Consider this: There are really two kinds of influencers: macro-influencers, who are the fore-mentioned celebrities we were just talking about, and micro-influencers. These are the people who aren't as big celebrities in their own right, but who have a super engaged following despite it not being in the millions.

While we all want a macro-influencer to get in on our brands and to support our businesses, we can't overlook the micro-influencers. These are YouTubers, Instagrammers, and even bloggers who have become famous with their own campaigns and media savvy. It can be difficult or expensive to land a larger scale influencer, and it's often more common for brands to approach these micro-influencers for support.

In 2014, when my company Bikini Luxe was just getting started, I reached out to a fashion blog by the name of Carrie Bradshaw Lied (a play on the Sex in the City character's name) asking her to collaborate.
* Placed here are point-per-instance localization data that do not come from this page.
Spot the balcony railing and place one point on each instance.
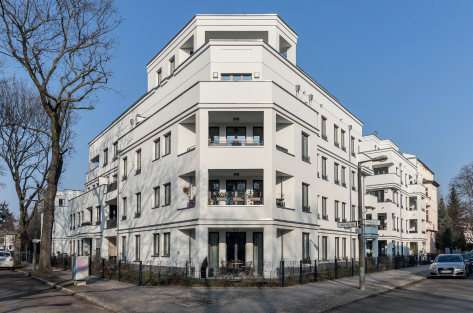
(112, 223)
(235, 198)
(242, 141)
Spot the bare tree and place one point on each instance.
(64, 47)
(24, 147)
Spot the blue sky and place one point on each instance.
(404, 67)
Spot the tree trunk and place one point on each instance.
(54, 172)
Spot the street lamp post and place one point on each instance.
(361, 224)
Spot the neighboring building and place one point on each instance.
(60, 232)
(234, 154)
(403, 195)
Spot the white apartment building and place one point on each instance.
(403, 195)
(233, 154)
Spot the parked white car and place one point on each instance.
(451, 265)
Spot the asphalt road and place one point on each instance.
(429, 296)
(19, 293)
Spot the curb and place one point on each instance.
(71, 292)
(375, 294)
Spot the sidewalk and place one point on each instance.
(313, 297)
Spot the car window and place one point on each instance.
(449, 258)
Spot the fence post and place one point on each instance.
(300, 272)
(315, 270)
(140, 274)
(336, 268)
(281, 265)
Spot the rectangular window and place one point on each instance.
(124, 252)
(324, 128)
(305, 247)
(125, 167)
(157, 149)
(124, 208)
(337, 248)
(335, 173)
(167, 144)
(324, 168)
(167, 244)
(160, 76)
(305, 197)
(324, 208)
(137, 248)
(305, 147)
(342, 140)
(155, 244)
(335, 136)
(138, 161)
(336, 209)
(167, 194)
(324, 248)
(156, 200)
(172, 65)
(105, 157)
(115, 150)
(138, 205)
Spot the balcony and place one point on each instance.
(235, 187)
(235, 128)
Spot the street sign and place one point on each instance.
(371, 222)
(352, 224)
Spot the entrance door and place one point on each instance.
(258, 252)
(213, 254)
(236, 242)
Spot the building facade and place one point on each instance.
(233, 155)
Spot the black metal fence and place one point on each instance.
(286, 272)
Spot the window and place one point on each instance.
(155, 244)
(324, 168)
(324, 208)
(305, 147)
(324, 128)
(305, 197)
(167, 144)
(335, 136)
(167, 194)
(337, 213)
(167, 244)
(105, 157)
(335, 173)
(324, 248)
(305, 247)
(160, 76)
(138, 161)
(157, 149)
(156, 197)
(352, 145)
(115, 150)
(137, 247)
(98, 214)
(337, 248)
(124, 210)
(236, 76)
(125, 167)
(343, 175)
(124, 253)
(172, 65)
(138, 205)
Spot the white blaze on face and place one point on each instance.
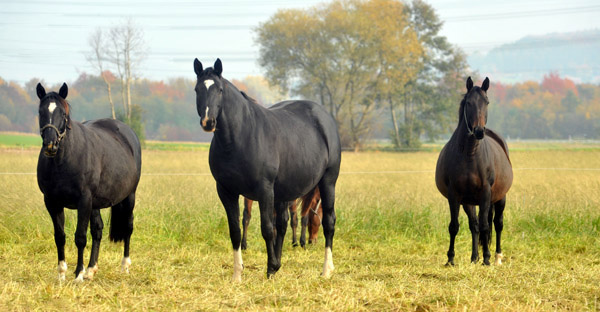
(328, 264)
(238, 265)
(51, 109)
(208, 83)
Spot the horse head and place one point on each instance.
(209, 93)
(473, 108)
(53, 117)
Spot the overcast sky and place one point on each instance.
(47, 39)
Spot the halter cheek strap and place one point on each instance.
(470, 131)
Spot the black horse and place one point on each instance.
(86, 167)
(474, 169)
(271, 155)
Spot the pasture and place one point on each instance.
(389, 247)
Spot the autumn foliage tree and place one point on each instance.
(349, 55)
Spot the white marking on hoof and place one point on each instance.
(238, 266)
(90, 272)
(79, 278)
(125, 264)
(52, 107)
(499, 257)
(328, 264)
(62, 269)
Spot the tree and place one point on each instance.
(350, 55)
(96, 57)
(126, 51)
(429, 100)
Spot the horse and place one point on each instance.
(86, 166)
(474, 168)
(247, 215)
(272, 155)
(311, 217)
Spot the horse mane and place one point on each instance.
(248, 98)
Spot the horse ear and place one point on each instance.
(218, 67)
(40, 91)
(469, 84)
(197, 67)
(486, 84)
(64, 90)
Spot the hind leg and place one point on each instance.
(124, 211)
(304, 221)
(58, 220)
(499, 225)
(96, 226)
(327, 190)
(453, 227)
(474, 227)
(246, 220)
(293, 208)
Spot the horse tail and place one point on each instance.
(308, 201)
(121, 219)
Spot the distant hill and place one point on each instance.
(574, 55)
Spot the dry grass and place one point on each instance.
(389, 249)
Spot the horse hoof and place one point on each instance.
(90, 272)
(499, 257)
(79, 278)
(125, 264)
(62, 269)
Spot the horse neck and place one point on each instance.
(235, 116)
(467, 142)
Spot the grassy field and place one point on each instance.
(389, 248)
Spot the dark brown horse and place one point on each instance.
(311, 213)
(474, 169)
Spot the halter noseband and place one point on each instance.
(60, 135)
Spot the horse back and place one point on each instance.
(502, 165)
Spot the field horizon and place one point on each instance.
(389, 248)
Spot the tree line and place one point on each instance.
(379, 66)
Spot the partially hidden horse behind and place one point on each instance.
(86, 167)
(273, 156)
(311, 215)
(474, 169)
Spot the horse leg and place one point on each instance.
(327, 190)
(499, 225)
(57, 214)
(281, 220)
(84, 212)
(315, 216)
(96, 226)
(293, 207)
(232, 208)
(453, 227)
(121, 227)
(266, 203)
(484, 227)
(246, 220)
(304, 221)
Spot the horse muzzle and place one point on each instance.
(50, 149)
(479, 132)
(208, 124)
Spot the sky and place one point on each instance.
(48, 40)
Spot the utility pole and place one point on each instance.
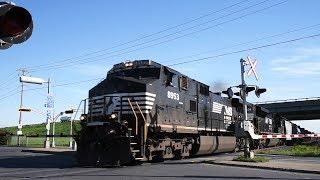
(245, 111)
(49, 106)
(23, 72)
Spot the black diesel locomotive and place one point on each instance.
(146, 111)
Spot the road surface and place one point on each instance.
(15, 164)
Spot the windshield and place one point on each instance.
(139, 73)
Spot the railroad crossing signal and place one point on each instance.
(69, 111)
(16, 25)
(24, 109)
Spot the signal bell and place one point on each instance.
(16, 25)
(259, 91)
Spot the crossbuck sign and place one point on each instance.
(253, 65)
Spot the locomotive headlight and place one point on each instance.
(128, 64)
(82, 117)
(113, 116)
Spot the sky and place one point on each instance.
(75, 43)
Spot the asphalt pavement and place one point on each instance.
(15, 164)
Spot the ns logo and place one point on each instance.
(173, 95)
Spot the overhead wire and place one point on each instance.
(247, 42)
(248, 49)
(195, 60)
(148, 35)
(79, 62)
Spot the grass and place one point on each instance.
(298, 150)
(255, 159)
(62, 128)
(40, 129)
(38, 141)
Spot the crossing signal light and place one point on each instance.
(228, 92)
(16, 25)
(249, 89)
(69, 111)
(25, 110)
(238, 93)
(259, 91)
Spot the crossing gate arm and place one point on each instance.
(248, 127)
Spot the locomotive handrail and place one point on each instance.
(144, 118)
(135, 115)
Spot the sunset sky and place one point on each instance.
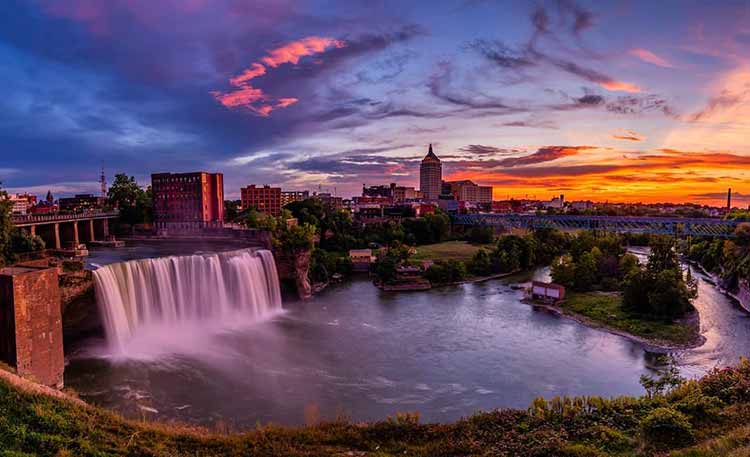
(619, 101)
She was trying to grow her brand as well, so she offered to feature our products on her website and social media in exchange for products.
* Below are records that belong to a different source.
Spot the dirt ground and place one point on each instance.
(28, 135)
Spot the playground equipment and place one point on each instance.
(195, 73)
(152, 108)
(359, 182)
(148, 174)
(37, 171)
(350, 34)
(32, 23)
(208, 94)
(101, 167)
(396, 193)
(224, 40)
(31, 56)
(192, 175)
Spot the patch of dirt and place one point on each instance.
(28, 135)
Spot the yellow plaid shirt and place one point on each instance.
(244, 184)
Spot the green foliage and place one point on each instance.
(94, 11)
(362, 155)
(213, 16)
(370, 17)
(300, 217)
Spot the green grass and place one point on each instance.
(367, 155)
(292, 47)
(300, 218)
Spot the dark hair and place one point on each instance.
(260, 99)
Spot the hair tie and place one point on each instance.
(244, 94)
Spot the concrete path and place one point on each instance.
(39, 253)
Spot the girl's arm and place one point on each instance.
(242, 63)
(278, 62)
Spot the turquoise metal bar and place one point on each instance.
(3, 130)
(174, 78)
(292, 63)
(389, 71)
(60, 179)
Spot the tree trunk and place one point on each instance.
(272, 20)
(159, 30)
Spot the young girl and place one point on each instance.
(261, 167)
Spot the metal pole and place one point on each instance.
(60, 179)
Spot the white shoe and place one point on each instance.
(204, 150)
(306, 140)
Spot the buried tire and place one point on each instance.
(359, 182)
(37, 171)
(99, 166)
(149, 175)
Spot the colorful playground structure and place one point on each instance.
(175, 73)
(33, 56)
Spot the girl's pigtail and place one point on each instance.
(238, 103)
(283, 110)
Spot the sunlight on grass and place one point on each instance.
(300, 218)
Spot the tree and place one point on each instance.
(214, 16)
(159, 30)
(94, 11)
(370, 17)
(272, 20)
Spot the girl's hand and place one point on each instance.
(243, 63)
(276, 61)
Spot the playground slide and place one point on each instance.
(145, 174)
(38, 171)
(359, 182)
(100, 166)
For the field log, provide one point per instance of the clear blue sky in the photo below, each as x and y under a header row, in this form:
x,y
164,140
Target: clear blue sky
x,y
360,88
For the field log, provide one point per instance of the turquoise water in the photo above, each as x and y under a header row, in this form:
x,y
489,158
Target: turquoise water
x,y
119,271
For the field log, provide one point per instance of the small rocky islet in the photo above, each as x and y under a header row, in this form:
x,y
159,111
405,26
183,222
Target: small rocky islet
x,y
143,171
She shot beautiful photos, and her posts actually equated to sales for us. We were thrilled!

As her fan base grew, she quickly began getting paid for her hard work, and I always remembered thinking she was such a great influencer, and had a very loyal following. I often use her as an example of fashion blogger who turned her hobby blog into a serious revenue stream, but also as someone who is actually worth the investment.

Here are four great reasons why you should approach a micro-influencer instead of a macro-influencer if you are running a small- to medium-sized business:

1. They have smaller but often more engaged audiences.

If you have followed a YouTuber, you know firsthand that you likely go back to their websites on a regular basis, follow them on Twitter, Instagram and Facebook, and sign up for notifications for their newest videos.

You keep up with news on these people as if they are personal friends (and sometimes even more so). That speaks for itself.

Others are likely following just as closely, which means that they are a good way for you to spend your advertising dollars. They will likely have lower fees than macro-influencers, which means more bang for your advertising buck.

2. Targeted audiences means they attract a certain audience.

If you're a brand in a specific niche (say, swimwear or high-end jewelry catering to single women), you're trying to attract a certain audience. That means that it's better to think narrow.

Macro-influencers attract all kinds of followers, while micro-influencers have a more specific audience. It may be more worthwhile for you to go straight to this audience, where you find most of your customer base comes from.

3. You'll likely find that micro-influencers are more approachable.

While macro-influencers have public relations staff and people who cater to the media and to companies, they are often harder to pin down or connect with than micro-influencers who may be happier to get publicity or an advertising partner.

4. Micro influencers will fit nicely into your budget.

You might have to blow the bank to get macro-influencer on side with you, where micro influencers many very well be more affordable. If you're just getting off the ground yourself, try trading products in exchange for social media posts so that it's a win-win situation. 

Personally speaking, I have found that my business has seen great results even from using customers with healthy social media followings as influencers. Their followers trust their opinion and already feel an emotional attachment to them, thus making them the perfect spokesperson for your brand.

As always, I recommend not putting all of your eggs into one basket, so remember to try a little bit of everything and see what works best for you.